Mówi, że być może wprowadzi.

- Prezydent wiele rzeczy obiecuje a mało realizuje. Jeśli ten system będzie taki, ze dopłaty będą coraz niższe, to osoby bojące się, że zakaz wejdzie to będą się starały zmienić piec. To mój pomysł. Cieszę się, że prezydent też go popiera.

Jak pan ocenia to zamieszanie? Kto zawinił? To wina lobby węglowego czy bubel prawny?

- Nie jestem w stanie tego ocenić. Nie znam uzasadnienia wyroku. Jak go poznam, to będę wiedział.

Tymczasem podsumowuje pan pierwszą transzę deregulacyjną i pisze pan o pozornej deregulacji. Tyle było szumu i nic.

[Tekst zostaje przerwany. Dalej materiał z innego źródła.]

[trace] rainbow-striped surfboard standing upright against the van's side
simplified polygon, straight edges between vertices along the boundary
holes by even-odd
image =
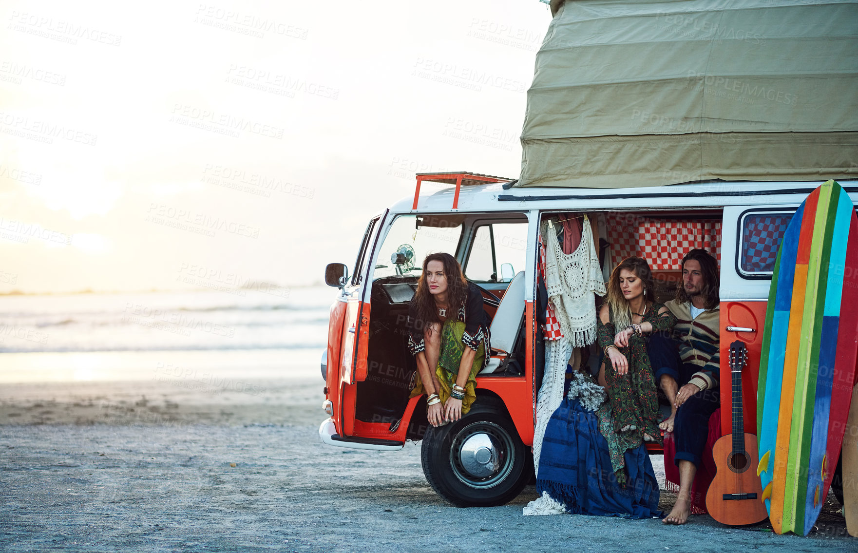
[[[834,181],[814,190],[778,250],[758,381],[758,475],[775,532],[807,534],[843,442],[855,378],[858,219]],[[833,465],[831,464],[833,462]]]

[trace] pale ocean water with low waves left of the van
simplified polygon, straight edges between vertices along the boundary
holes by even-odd
[[[336,294],[320,286],[5,296],[0,382],[318,376]]]

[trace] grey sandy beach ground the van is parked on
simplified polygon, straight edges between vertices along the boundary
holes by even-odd
[[[497,508],[454,508],[396,453],[318,440],[320,378],[19,383],[0,388],[5,551],[855,550],[829,497],[807,538],[768,525],[523,517],[528,486]],[[663,475],[661,457],[654,456]],[[662,477],[663,478],[663,477]],[[673,501],[662,490],[662,508]]]

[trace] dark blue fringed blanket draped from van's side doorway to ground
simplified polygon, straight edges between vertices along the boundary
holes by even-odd
[[[536,491],[547,491],[572,514],[626,519],[663,516],[658,481],[644,445],[625,452],[625,486],[613,474],[599,418],[576,399],[565,398],[553,412],[542,441]]]

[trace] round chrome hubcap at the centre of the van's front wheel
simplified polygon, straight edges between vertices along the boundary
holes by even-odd
[[[514,462],[511,437],[494,423],[469,424],[450,448],[450,465],[456,478],[472,488],[490,488],[511,472]]]

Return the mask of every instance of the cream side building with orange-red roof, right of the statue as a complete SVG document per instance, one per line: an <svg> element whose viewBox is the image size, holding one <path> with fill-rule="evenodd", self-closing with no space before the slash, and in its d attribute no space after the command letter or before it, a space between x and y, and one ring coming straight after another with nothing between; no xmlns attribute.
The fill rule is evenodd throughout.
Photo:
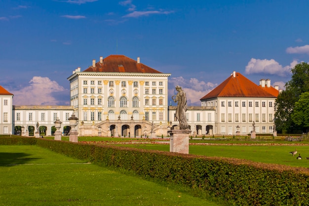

- Spytałem ministra ile, wedle jego informacji, powstało nowych miejsc pracy. Nie wiadomo, czy to przynosi efekty. Poczekam na odpowiedź, ale z rozmów z przedsiębiorcami wynika, że efekty są pozorne. Ja zgłaszałem dalej idące poprawki, ale nie było ze strony rządu chęci ich popierania.

Rozmawia pan o tym z przewodnikami po Krakowie?

- Rozmawiam z różnymi grupami. Z nimi również.

Wczoraj było wystąpienie premiera i ministrów. Jak pan ocenia te dary premiera?

- Jestem sceptyczny. Premier zabrał ogromne pieniądze, podnosi podatki a z drugiej strony potem wychodzi tuż przed wyborami i rozdaje pieniądze. Wiem, że są osoby potrzebujące, ale nie podoba mi się takie rozdawanie pieniędzy. Ich brakuje. Zadłużenie rośnie, grozi nam bankructwo ZUS. Premier skupia się tylko na pozyskaniu elektoratu.

Czyli tylko doraźne cele przed wyborami samorządowymi?

- Tak. Ja mam nadzieję, że w Krakowie będzie inaczej. Musi być debata a nie fajerwerki.